第一章 第二十話 『地下研究所』
「――クリア」
織田の声が聞こえ、副隊長である父、嵐が手でジェスチャーをして、中に入れとの指示が皆へ飛んだ。
修二達は隊員と隊員の間にいるようにし、守られるようにして小屋の中へと入っていった。
小屋の中は様々な道具が散らかっていた。
ライトで照らしてもよく見えるぐらい埃が舞っており、正直居づらいような場所だ。
が、一番気になるのは、地下へと続く階段が見つからないことだった。
「これだけ見てると、ただの小屋のように見えるけど……」
「そういう風に見える様にカモフラージュしてるのだろうね。来栖、どうだい?」
「あるわあるわ、地下から微弱の電波反応が。入り口までは分からんと見たところ、電子ロックを使ったもんはなさそうやな。巧妙に隠されてると見て間違いないやろ」
来栖が手に持つのは、どうやら電子機器を使用している物に対して反応を示す機械のようだ。

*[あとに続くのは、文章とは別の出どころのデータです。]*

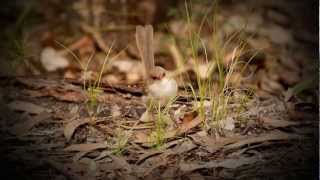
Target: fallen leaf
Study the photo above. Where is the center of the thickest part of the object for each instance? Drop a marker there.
(22, 128)
(186, 146)
(52, 60)
(211, 144)
(277, 123)
(73, 125)
(121, 162)
(228, 124)
(27, 107)
(187, 125)
(272, 136)
(86, 147)
(227, 163)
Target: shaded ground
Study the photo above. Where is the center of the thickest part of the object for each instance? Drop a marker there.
(48, 131)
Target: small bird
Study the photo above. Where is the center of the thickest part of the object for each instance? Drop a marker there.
(160, 88)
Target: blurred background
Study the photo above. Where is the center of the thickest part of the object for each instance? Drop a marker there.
(56, 38)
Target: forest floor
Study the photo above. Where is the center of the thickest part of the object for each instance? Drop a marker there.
(52, 127)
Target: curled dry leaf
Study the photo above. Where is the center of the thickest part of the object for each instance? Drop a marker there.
(228, 124)
(73, 125)
(277, 123)
(22, 128)
(53, 60)
(86, 147)
(121, 162)
(228, 163)
(272, 136)
(27, 107)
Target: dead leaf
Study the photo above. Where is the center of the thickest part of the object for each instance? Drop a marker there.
(187, 125)
(53, 60)
(272, 136)
(27, 107)
(227, 163)
(22, 128)
(186, 146)
(86, 147)
(211, 144)
(73, 125)
(277, 123)
(121, 162)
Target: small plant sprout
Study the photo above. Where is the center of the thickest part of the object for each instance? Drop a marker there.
(162, 120)
(120, 141)
(214, 95)
(92, 89)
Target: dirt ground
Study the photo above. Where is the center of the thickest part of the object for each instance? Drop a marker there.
(54, 127)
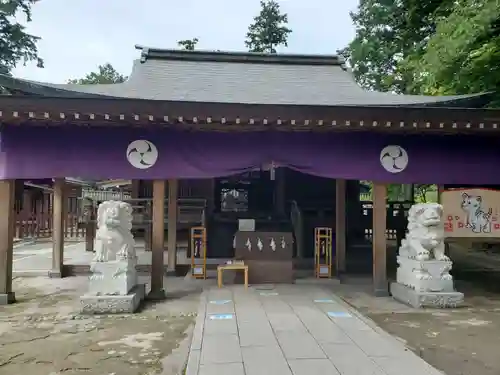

真下からの微弱な反応があるということは、恐らく地下研究所があることへの証明だろう。
「となると、どこかに入り口があるな。トラップに気をつけてくれ。各自手がかりになりそうなものがあれば、合図を出すんだ」
霧崎以外の隊員が、小屋の中にある木製のテーブルやタンスを動かしたりなどしながら入り口を探していた。
見た限りでは、入り口らしい入り口はない。
テーブルの上や床は、埃が付着しており、動かす度に舞い散っていた。
そのことも含めて、妙な雰囲気が感じ取られる。
「おかしいな。そもそも人の出入りがあるからには跡のようなものがあるはずだ。埃の跡を見るに、それらしい雰囲気は感じられないが」
父が、怪訝そうな顔つきでそう言った。
ライトで床を照らすが、足跡のような形跡はない。
それどころか、地下への道があるような痕跡の跡すらなかったのだ。
この小屋の中は明らかに長年、誰かが出歩いた形跡がなく、使われていない小屋としてあったかのように、見せかけていた。
「地下に何かあるのはわかる。けど、入り口がない……か」
修二は考えた。バレないように工作しているとすれば、簡単には見つからない仕組みになっているのだろう。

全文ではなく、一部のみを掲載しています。